Film ini sangat menyeramkan sekali, saat kecil saya takut menontonya seperti menonton film horor, sekarang juga masih terasa seram sekali. Sara merasa seram melihat orang yang melakukan dosa dan agama belum ditegagkan di desa itu. Ini mirip El Manik yang dilakukan oleh para nabi untuk menuntun umatnya ke jalan agama. Dan El-Manik disini sebagai pemimpin dan penyelamat untuk desa itu selayaknya tugas nabi. Tetapi El Manik bukan nabi karena dia tidak memiliki mukzizat. Karena it7 dia juga merasa getir saat orang kampung menuduhnya memeperkosa istri Juragan kaya yang dimainkan Soekarno M.Noor itu.
Dosa manusia yang digambarkan dikampung itu sangat komlit, mulai Fitnah, pemerkosaan, pendusta, penjudi, mabuk, Kiayi ke jalan yang salah, hingga kepada soal Homoseksual dan lesbian. Istri tidak hormat sama suami, suami juga tida menafkahi istri dan sebagainya....sangat komplit dosa manusia didunia ini hanya digambarkan dalam satu desa ini saja. Seharusnya rintangan El Manik Jauh lebih besar kalau Pak Mamang mau. Tetapi pak Mamang atau Asrul punya maksud tersendiri.

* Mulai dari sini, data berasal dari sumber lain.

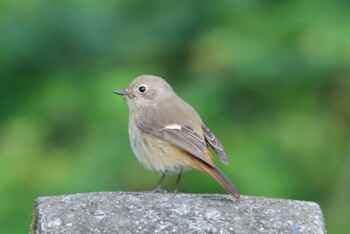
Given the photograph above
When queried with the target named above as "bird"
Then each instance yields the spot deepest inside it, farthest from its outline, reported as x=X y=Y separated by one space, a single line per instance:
x=167 y=135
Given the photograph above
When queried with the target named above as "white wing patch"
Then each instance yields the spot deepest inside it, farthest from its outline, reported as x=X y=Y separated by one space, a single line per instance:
x=173 y=126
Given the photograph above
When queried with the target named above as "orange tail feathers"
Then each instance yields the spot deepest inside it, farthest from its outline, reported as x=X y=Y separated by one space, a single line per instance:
x=222 y=179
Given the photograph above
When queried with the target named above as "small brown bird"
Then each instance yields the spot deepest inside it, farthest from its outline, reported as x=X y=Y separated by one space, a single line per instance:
x=167 y=134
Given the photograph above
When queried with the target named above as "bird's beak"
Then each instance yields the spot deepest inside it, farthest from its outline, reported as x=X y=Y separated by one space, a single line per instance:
x=121 y=92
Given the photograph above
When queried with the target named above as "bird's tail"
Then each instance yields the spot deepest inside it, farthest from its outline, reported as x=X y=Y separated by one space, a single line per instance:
x=222 y=179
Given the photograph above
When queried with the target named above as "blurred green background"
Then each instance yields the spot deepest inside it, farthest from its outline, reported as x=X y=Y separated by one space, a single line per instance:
x=270 y=79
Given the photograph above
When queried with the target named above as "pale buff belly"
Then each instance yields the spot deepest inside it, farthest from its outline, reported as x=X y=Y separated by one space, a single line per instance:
x=156 y=154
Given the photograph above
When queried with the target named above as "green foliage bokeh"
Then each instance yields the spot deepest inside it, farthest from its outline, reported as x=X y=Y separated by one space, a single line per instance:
x=270 y=79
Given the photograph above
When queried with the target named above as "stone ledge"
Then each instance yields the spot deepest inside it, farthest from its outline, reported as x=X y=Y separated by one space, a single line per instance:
x=146 y=212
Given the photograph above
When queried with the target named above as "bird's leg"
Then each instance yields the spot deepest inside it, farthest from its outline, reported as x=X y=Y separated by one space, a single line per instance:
x=177 y=182
x=158 y=189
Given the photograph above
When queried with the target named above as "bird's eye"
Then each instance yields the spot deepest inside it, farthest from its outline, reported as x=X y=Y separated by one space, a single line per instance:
x=142 y=88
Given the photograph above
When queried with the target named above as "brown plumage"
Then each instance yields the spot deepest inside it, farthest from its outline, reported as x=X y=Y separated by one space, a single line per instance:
x=167 y=134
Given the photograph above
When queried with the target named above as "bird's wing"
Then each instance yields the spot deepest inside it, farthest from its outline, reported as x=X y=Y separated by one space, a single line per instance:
x=183 y=137
x=215 y=144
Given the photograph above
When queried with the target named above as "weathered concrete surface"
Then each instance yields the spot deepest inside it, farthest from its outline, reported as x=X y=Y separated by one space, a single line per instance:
x=121 y=212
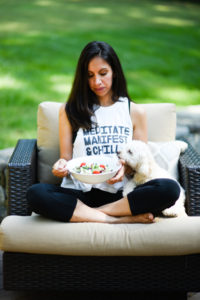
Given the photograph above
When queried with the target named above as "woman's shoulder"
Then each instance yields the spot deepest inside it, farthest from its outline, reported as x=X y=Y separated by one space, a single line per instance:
x=137 y=109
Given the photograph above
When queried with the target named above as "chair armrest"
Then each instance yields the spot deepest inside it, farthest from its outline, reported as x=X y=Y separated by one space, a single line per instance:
x=21 y=175
x=189 y=171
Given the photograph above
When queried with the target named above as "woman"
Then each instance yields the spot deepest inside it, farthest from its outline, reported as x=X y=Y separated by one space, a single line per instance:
x=97 y=120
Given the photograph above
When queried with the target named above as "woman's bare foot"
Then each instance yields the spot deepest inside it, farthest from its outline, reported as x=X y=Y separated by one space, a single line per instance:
x=142 y=218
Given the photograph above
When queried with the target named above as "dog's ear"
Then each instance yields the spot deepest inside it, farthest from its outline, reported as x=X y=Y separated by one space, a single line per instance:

Adegan pemasungan sangat bagus sekali, sangat menyentuh. Bagaimana bisa keadilan belum di tegakkan dan hukum bisa di beli...seperti inilah jaman antah berantah nanti.
El Manik hanya bisa curhat dengan buku diarynya dari pada Sholat. Mungkin ada maksud tertentu agar tidak terlalu agamais film ini. Tidak masalah, karena dia seorang guru, maka buku adalah dunianya juga. Dan juga matinya Asrat juga terlalu gampang untuk orang yang dibenci orang kampung dan penonton, hanya jatuh dari motor dan mati karena kepanikannya dikejar orang kampung.
Tetapi saat El Manik mau dibunuh sama Juragan kaya itu karena memperkosa istrinya, sang Mr.Misterius datang dan membelanya. Baju koyak di belakang El Manik menjadi kuncinya. Akhir dari cerita, pak Hj Sulaiman, Kiayi itu insaf dan bilang...saya memang orang berpendidikan, tetapi tidak punya iman. Sebaik-baiknya orang sekolah tinggi tapi kalau iman tidak ada, maka..tidak ada gunanya juga.
El Manik memutuskan untuk pergi dari kampung itu, di jalan dia ketemu Mr.Misterius itu lagi dan Mr.Misterius itu bilang kamu baru saja lulus. Pemimpin adalah pemimpin bagi sesamanya....ini bagus sekali kalimatnya. Sehingga El Manik membalikan sepedanya dan kembali ke arah desa itu lagi.
Entah kenapa, skenario film dulu, dialoqnya bagus-bagus...apakah mereka memang orang sastra yang memiliki bendahara kata yang baik, dan kosa kata yang indah...? Tapi film sekarang skenario hanya dibuat orang yang hanya bisa menulis dan pintar mengarang saja sudah cukup. Karena itu tidak ada dialoq seindah film-film dulu. Karena mereka adalah sastrawan.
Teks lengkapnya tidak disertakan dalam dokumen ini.